Label behavior: Instead of getting angry, label behavior. I got this from Sesame Street—there’s one scene where Cookie Monster is accused of lying about stealing cookies. Frustrated and upset, Cookie Monster says, “Me glutton, not liar.” If Sesame Street can use words like “gluttony” to label behavior, so can I. So now we use words like “gluttony,” “patience,” “kindness,” and “diligence.” It sounded weird at first, but now I love it when 6-year-old tells her teasing brother, “That’s not kindness!”
Be attuned to your children: The key to raising emotionally healthy children is attunement, or how well you recognize your child’s needs at any given moment. Attunement, in short, is putting yourself in your child’s shoes and then meeting their needs with the wisdom of a parent. Try to identify the root of your child’s misbehavior– why she won’t put her shoes on or why she’s throwing a tantrum– then tailor your consequence appropriately. Most books on discipline and parenting revolve around the same themes—be consistent, follow-through with consequences, don’t give too many warnings, don’t punish in anger, etc. Although I agree with these themes, there is a risk of becoming too formulaic. In attunement parenting, we don’t just give time-out as a rote response to misbehavior. Instead, attuned parents ask “why” a child is misbehaving. When we understand the root of a child’s misbehavior, we can better meet their needs, love them, and get long-term healthy behaviors. I’ve written more on Attunement Parenting and how it differs from Attachment Parenting here.
It increased my patience with my tween when I spent some time remembering those turbulent years. It increased my empathy and her tears or outbursts affected me less.
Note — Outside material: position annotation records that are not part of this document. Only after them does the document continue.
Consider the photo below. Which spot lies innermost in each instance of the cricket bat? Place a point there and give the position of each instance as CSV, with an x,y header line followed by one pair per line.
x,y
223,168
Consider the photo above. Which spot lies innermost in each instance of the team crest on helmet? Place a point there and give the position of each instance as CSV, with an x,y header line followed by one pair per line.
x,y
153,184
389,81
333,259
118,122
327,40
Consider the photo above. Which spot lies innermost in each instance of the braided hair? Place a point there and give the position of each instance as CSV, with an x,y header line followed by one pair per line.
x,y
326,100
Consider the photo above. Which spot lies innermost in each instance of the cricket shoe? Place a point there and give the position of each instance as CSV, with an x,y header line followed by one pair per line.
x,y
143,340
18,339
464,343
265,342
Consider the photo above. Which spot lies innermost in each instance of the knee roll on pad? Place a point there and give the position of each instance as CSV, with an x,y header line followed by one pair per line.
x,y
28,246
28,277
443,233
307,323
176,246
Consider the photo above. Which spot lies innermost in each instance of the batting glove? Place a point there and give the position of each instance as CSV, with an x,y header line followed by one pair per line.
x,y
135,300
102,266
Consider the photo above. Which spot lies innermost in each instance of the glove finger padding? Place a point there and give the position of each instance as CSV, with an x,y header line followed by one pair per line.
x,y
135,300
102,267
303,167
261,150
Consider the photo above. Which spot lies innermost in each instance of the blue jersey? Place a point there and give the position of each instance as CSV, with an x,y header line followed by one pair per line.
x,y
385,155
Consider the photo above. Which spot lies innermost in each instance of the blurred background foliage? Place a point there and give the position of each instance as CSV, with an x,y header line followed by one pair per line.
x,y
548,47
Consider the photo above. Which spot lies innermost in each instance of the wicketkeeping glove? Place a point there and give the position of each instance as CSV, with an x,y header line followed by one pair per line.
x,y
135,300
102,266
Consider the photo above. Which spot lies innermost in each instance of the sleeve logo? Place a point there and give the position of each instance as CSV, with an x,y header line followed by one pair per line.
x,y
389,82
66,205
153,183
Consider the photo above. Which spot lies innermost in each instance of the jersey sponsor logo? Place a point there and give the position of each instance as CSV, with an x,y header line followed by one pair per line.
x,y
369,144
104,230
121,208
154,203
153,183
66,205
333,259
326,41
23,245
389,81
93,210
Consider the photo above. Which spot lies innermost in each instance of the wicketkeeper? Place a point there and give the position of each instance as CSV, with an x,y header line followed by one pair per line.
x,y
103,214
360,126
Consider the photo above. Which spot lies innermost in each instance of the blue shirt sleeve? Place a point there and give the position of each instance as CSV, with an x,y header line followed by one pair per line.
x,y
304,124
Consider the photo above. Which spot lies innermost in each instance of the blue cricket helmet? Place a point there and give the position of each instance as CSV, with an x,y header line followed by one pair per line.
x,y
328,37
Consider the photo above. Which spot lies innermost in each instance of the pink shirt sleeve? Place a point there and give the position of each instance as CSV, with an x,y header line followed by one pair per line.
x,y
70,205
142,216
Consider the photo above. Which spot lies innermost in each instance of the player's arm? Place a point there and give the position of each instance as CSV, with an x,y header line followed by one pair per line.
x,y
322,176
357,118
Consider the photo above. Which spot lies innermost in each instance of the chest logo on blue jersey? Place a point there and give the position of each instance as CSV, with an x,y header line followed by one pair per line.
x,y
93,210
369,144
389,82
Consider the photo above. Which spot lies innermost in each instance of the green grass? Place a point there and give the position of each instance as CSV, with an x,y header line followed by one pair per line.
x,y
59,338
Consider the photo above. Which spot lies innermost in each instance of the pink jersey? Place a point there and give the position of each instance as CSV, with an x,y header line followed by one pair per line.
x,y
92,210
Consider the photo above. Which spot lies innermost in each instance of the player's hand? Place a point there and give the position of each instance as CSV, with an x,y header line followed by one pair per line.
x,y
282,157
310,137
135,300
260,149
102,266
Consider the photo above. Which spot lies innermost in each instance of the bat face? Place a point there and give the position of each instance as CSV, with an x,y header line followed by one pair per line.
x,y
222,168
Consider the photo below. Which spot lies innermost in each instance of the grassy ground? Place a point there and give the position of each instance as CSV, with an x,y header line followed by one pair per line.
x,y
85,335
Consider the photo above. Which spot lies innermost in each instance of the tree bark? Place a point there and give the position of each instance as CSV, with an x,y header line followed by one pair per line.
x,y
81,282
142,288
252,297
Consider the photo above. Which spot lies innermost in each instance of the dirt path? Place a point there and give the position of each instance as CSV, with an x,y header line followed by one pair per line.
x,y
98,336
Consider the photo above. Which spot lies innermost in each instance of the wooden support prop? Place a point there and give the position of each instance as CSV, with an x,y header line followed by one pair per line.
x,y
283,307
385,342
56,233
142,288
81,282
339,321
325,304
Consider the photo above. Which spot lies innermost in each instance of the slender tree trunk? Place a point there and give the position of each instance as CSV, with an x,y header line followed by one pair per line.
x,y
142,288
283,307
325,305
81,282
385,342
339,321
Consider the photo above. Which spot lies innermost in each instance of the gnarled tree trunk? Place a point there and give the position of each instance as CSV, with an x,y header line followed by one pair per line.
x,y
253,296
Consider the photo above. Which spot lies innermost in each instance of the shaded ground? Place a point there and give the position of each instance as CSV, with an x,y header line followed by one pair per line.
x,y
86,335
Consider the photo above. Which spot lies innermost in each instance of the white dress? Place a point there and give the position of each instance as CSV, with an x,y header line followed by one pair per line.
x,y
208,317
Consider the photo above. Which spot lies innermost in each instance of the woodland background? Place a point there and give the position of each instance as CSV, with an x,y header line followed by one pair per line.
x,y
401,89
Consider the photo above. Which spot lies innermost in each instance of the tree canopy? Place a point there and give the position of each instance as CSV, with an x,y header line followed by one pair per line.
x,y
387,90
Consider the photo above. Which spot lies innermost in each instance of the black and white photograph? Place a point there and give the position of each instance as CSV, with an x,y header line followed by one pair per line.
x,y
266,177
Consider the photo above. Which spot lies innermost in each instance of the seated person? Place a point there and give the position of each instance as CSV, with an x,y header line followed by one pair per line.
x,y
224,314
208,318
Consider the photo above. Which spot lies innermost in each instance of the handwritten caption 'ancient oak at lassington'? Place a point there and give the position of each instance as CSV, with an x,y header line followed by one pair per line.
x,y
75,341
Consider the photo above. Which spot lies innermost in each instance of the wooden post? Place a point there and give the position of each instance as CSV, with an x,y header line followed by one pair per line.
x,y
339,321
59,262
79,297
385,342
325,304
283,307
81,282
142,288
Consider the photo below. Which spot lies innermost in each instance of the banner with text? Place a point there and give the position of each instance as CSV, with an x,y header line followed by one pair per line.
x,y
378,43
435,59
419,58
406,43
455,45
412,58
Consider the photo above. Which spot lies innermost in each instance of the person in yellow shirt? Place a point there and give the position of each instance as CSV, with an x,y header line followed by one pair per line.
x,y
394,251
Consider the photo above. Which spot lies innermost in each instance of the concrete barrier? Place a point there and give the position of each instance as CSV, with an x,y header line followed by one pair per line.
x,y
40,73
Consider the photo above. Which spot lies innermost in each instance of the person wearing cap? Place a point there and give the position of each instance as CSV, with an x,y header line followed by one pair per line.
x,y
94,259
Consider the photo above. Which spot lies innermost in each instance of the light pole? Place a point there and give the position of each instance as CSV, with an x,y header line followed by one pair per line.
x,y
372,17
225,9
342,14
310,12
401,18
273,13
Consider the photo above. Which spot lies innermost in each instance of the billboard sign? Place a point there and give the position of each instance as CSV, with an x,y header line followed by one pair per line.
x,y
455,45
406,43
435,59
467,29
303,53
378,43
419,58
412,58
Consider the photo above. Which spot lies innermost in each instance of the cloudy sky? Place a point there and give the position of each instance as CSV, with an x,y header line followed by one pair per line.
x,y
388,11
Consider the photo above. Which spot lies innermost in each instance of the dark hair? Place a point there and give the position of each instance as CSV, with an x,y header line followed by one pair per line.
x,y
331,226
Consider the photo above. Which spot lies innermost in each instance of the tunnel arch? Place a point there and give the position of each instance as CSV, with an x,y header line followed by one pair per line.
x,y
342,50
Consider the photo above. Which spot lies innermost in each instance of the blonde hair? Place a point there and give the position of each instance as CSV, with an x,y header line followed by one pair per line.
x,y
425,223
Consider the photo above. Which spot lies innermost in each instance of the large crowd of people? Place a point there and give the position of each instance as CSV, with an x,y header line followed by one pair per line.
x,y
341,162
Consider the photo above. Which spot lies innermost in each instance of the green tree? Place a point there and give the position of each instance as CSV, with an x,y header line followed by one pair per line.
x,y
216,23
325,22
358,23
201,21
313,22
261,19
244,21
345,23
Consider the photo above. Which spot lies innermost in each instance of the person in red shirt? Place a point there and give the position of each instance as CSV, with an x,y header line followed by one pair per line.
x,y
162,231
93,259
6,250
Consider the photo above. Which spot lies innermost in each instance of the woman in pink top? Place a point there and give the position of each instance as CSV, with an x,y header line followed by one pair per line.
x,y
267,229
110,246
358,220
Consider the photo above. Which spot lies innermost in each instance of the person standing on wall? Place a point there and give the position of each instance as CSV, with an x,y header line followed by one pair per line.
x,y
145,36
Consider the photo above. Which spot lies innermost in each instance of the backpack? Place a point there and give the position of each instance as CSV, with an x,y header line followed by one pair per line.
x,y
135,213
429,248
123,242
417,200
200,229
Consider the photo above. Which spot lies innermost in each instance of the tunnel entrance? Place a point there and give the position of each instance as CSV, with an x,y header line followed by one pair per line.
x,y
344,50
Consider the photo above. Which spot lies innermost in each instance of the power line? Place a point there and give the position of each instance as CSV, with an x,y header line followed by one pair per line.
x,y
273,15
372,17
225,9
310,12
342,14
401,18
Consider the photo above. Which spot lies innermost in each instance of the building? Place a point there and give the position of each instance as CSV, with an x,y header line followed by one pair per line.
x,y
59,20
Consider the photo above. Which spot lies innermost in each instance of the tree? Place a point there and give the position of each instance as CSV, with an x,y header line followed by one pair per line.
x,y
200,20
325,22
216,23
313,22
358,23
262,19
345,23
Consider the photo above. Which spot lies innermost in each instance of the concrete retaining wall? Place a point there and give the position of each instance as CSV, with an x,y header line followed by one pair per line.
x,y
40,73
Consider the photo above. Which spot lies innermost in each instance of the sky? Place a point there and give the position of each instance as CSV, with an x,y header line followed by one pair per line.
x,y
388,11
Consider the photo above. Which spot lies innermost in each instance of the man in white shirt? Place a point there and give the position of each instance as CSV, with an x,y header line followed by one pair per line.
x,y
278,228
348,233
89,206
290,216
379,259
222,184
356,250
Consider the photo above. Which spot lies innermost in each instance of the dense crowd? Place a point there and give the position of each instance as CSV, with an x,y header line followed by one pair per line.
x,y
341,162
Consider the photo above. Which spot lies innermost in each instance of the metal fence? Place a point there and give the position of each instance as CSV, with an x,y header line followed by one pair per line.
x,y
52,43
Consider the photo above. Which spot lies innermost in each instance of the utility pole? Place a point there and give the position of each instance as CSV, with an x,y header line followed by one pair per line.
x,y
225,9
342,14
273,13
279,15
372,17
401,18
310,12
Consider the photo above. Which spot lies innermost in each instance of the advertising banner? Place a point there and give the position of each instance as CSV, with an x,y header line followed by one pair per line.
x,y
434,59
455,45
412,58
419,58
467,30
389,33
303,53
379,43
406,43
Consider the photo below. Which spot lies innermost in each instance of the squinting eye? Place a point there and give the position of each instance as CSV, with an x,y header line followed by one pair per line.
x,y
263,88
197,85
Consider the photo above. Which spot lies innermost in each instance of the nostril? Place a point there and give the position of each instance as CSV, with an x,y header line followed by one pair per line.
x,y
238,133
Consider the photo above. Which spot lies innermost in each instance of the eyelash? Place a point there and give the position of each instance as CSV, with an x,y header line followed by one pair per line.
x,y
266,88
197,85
Anticipate repeat offenders: Children, like adults, have patterns of misbehavior. They do the same wrong things again and again. Do you fight about clothes every morning, or struggle to get your 3-year-old strapped into her carseat? Know your repeat offenses, intervene early and encourage your child to make good choices. I had a 3-year-old that liked to refuse to get strapped into her car seat because she knew she could control the whole family– the car wouldn’t move until she was strapped in. The more she refused, the angrier our other children became, and she felt powerful. So one day, on the way to the car, I said, “If everyone says, ‘We love you!’ three times, will you strap into your car seat and be happy?” She said, “Ok, but you have to say it five times.” We did, she strapped in, and everyone was laughing. By giving her control of a little issue, I gained control of the whole situation.
It's harder for us to remember what it is a like to be a toddler, but I think taking a moment to take a deep breath, give ourselves a time out, remember that we can only control our own reactions and validating a child's frustration in that moment can de-escalate a situation.
One other thing that comes to mind, to piggyback on what Dr. B. has already said: Give children a robust emotional vocabulary (especially when they are not upset) to be able to put words to emotions.
A three-year old can learn a lot of specific emotion words and talk about the shades of difference between feeling guilty or sad or angry.
Helping a child learn how to talk through bad feelings is an important life long skill and that work is best started early.
Thank you for sharing all those links. And thank you to everyone who joined us. Have a safe and wonderful holiday season, and we look forward to chatting with you again next year!